With the new "Left Behind" movie premiering this fall many people are writing about the film and its theological implications.  There are some very good points being shared and thought I might add a few. Basically Left Behind is built on a dispensational belief that Christians will be raptured, that is removed from earth bodily, while leaving non-Christians on earth to struggle, that is wallow in the results of their sinful reality.  While it makes for creative fiction in the vein of Steven Kings "The Stand" it is not all that biblical.

In his article, "Why the Rapture isn't Bibilical...and Why it Matters" Kurt Williams lays out three good points how people have misinterpreted I Thessalonians 4:15-17, that reflect the teachings of NT Wright.  In summary Paul is not talking about bodies going into heaven, but rather physically resurrected bodies joining Christ on Earth upon his return.

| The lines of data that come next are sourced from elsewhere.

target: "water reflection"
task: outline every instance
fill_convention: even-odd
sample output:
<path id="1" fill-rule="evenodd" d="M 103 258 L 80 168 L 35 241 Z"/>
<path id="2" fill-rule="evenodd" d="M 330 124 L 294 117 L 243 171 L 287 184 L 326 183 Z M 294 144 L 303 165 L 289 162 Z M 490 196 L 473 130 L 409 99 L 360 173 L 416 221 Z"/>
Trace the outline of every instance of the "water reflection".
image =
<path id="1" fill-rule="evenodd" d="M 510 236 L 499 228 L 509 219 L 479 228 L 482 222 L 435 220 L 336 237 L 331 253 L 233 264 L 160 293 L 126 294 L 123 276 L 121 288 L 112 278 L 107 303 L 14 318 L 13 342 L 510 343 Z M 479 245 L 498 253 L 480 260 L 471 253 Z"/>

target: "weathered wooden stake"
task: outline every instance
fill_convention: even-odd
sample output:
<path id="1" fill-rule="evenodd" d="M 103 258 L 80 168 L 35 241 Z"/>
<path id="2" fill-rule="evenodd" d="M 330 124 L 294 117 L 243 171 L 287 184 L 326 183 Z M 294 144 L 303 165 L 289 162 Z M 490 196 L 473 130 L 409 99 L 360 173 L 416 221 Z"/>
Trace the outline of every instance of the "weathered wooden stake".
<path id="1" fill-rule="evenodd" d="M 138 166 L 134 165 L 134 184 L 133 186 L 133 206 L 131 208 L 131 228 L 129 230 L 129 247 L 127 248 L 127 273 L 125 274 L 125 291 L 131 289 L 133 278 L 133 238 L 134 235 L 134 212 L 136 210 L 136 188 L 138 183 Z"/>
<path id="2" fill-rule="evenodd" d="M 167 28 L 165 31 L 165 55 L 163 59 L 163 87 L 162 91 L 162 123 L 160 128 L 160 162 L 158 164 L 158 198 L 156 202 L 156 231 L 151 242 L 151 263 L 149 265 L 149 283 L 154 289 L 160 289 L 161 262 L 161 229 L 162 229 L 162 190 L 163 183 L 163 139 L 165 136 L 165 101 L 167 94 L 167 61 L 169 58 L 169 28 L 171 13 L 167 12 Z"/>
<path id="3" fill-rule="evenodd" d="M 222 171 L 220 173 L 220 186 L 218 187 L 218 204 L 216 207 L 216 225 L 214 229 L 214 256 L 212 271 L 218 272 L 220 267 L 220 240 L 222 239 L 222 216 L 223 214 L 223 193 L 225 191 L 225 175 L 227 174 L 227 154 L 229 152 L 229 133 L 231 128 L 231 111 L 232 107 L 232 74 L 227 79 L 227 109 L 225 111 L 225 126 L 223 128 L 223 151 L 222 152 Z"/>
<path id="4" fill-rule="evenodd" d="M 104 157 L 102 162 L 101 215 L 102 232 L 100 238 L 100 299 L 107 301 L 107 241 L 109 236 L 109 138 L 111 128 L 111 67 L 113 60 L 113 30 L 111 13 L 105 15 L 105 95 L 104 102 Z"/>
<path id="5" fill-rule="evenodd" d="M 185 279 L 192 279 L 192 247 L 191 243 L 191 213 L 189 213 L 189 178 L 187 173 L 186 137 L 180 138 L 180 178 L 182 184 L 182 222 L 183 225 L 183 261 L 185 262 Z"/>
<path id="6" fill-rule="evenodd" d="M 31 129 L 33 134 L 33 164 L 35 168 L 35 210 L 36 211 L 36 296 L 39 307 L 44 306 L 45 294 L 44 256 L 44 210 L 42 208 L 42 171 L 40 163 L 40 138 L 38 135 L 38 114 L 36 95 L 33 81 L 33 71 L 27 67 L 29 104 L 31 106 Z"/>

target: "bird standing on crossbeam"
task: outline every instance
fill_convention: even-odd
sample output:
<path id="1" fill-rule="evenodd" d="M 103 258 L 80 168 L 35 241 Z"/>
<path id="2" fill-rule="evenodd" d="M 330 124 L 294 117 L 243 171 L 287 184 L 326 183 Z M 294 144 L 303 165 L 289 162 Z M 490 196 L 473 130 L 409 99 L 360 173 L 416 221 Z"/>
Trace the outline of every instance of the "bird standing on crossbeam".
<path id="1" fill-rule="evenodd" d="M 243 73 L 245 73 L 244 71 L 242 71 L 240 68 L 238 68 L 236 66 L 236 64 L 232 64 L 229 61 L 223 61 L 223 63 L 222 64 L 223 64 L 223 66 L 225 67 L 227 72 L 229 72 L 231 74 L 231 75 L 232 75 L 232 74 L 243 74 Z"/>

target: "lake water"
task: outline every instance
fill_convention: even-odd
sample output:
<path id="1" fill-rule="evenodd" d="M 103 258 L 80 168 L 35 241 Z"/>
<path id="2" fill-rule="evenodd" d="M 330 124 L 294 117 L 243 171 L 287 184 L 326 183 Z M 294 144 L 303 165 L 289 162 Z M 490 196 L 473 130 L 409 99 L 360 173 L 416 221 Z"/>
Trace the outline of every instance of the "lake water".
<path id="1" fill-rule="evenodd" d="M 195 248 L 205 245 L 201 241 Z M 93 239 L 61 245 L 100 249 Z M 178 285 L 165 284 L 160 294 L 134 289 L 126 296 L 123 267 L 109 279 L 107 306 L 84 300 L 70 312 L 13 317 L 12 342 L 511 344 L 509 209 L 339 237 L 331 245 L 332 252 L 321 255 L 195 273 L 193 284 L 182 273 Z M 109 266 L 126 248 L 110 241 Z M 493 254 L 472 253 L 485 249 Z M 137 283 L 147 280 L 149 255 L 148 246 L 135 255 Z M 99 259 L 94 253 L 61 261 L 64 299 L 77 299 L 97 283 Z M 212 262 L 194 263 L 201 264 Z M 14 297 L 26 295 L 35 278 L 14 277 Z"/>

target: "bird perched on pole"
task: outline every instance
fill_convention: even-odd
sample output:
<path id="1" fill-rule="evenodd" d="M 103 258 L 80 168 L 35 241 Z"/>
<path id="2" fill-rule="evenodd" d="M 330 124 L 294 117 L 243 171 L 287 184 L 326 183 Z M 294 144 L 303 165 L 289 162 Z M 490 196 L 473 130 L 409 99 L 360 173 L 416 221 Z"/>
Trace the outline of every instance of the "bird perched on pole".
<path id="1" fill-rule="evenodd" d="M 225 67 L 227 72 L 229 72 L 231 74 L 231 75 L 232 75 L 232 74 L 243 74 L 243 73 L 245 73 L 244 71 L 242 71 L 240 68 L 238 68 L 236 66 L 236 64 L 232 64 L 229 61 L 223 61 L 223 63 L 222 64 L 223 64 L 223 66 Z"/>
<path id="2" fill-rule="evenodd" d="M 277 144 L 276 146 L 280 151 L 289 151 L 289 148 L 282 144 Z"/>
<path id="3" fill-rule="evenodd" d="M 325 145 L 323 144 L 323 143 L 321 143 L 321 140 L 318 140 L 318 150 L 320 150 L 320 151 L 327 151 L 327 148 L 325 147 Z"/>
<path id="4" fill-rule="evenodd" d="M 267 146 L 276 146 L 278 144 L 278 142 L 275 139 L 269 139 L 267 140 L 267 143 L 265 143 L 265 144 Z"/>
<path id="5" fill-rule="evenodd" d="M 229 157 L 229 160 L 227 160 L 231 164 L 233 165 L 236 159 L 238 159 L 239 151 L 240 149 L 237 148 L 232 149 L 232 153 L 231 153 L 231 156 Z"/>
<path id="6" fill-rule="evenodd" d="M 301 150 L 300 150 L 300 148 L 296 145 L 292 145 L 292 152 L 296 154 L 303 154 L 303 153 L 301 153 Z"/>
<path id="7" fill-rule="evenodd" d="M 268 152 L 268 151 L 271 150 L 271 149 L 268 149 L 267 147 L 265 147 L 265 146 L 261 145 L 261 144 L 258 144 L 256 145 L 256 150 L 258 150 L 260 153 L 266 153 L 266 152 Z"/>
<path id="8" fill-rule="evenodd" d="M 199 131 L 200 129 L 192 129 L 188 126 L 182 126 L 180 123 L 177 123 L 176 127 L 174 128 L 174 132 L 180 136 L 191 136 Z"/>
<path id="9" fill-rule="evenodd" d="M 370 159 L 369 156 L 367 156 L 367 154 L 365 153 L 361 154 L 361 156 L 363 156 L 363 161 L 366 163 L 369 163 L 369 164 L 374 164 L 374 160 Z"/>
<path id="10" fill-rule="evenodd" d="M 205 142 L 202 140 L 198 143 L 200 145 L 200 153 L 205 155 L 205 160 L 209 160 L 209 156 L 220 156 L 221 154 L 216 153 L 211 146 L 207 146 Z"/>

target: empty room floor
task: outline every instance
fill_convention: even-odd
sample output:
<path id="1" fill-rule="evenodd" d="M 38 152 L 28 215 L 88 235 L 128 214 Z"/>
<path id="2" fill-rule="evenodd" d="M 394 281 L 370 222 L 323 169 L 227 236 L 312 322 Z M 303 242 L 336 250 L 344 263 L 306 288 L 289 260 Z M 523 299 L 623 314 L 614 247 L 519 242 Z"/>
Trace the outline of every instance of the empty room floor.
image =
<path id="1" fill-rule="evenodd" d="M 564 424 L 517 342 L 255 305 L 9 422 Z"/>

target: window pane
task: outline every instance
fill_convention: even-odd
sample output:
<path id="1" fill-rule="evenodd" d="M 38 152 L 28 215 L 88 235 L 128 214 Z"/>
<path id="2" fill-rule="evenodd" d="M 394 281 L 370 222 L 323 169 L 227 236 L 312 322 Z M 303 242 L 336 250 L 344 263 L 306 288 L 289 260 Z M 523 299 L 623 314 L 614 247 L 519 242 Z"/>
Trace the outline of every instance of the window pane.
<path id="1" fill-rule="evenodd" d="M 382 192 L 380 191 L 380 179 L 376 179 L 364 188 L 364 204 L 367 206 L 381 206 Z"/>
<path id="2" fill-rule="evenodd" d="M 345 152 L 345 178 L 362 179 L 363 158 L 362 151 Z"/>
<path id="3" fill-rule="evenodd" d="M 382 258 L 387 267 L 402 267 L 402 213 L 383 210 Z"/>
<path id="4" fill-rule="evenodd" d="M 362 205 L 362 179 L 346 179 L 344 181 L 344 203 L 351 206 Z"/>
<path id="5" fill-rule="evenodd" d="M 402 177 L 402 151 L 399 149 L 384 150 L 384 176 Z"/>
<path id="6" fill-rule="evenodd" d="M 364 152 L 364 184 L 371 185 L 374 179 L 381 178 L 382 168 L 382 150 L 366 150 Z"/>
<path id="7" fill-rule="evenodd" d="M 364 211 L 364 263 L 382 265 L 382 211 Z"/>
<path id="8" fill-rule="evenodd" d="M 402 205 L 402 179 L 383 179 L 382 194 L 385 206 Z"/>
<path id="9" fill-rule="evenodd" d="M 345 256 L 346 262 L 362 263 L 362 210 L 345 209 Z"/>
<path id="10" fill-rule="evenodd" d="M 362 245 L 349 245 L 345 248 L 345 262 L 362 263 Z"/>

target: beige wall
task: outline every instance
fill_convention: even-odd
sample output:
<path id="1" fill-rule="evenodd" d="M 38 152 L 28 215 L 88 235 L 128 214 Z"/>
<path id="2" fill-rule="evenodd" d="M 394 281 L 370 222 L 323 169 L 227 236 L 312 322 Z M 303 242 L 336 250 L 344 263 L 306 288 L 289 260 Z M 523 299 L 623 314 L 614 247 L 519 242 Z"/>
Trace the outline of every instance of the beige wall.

 Other popular rapture passages come from Matthew 24:40-41 and Luke 17:34-36 where Jesus talks of two people working in a field where, "One will be taken and the other left."  Matthew states this will occur at "the coming of the Son of Man."  It has often been interpreted that those taken were Christian and those left were lost people who missed the rapture.  Jesus also references the Noah flood and reminds us that in this time too and immenent disaster was threatened but in this image it was the wicked who were "taken away" and the righteous Noah and his family are "left."  Clearly in this image of Jesus being "taken" is applied to the wicked and lost, not the saved Christian. Steve Gregg's article "Who's Been Left Behind?" expands these points more fully.

Jewish eschatology of the Old Testament and "intertestimental" period did not look for the removal of the righteous from the earth. The whole point of God creating earth and placing humanity as care givers was so that we would remain in community with God on his created earth. Sin damaged this relationship with both God and creation but someday the ultimate eschatological hope is that all will be in perfect harmony together again.  Creation and Restoration are the main themes of Jewish and Christian hope.

God has given the earth to the children of men in Psalm 115:16.  Paul states God promises that Abraham's seed would inherit the world, not heaven in Romans 4:13.  Psalm 2:8 declares earth is Christs inheritance and the earth is his possession.  The messiah will one day fully rule over the earth but only after the wicked are removed in Proverbs 2:21-22 and Psalm 37:9-11.  Jesus says that the meek with inherit the earth in the Sermon on the Mount.

The idea that God will take away the righteous to a different reality and leave the wicked to wallow sinfully in his good creation is a foreign concept in the Jewish mind.  The New Testament does not contradict the traditional Jewish worldview.  Revelation 5:10 states that Christ's disciples will "reign on the earth."  Jesus' eschatology is the same as that of the Old Testament.  2 Thessalonians 1:7-8 and Revelation 21:4 and 22:3 states there will be a time of judgment but that the wicked will be removed not the righteous.  It s the righteous who will be left to enjoy what God created as he intended from the time of the Garden of Eden.

This matters because if we do not have an appropriate view of God's greater narrative for his creation it is easy to get off track and create our own narratives as those who support a dispensational eschatology do.  Because as many have argued lately including NT Wright and Christopher J H Wright (no relation) the earth has intrinsic value and it is not to be easily escaped or destroyed.  Therefore as important as heaven is, ultimately that is not our destination but rather a redeemed and restored heaven and earth as seen in Revelation 21-22.